Arvida chief executive Jeremy Nicoll confirmed the arrangement when he was in town recently for the opening of Queenstown Country Club’s (QCC) care suites and apartments at Ladies Mile.
Arvida already owned QCC when the then-Southern District Health Board (SDHB) invited them to run the Lake Wakatipu Care Centre, which was in a wing adjoining Frankton’s Lakes District Hospital.
This was after former care centre operator Bupa gave notice to SDHB they were exiting — "they were loss-making on that site", Nicoll says.
"We said to SDHB, ‘look, it’s important for the local community that there is somewhere for [the care centre residents] to go.

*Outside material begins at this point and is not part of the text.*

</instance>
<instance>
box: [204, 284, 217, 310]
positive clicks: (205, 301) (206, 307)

"‘So, we’ll step in and run it on the basis that when we finish building the new care centre at QCC, we’ll move all the residents across and we’ll move all the team across’."
"Once this building was open, we took the people from Lake Wakatipu Care Centre, moved them across and we grandfathered their financial arrangements from Lake Wakatipu to here, so we didn’t force anyone to come in here and buy a care centre or pay anything more."
Nicoll confirms those then-35 residents who moved to the new facility are paying "a much lesser rate".
"Lucky them, they get to pay the same amount and just move to something that’s much nicer.
"When that resident passes away or moves out, we’ll then sell that unit as a care centre."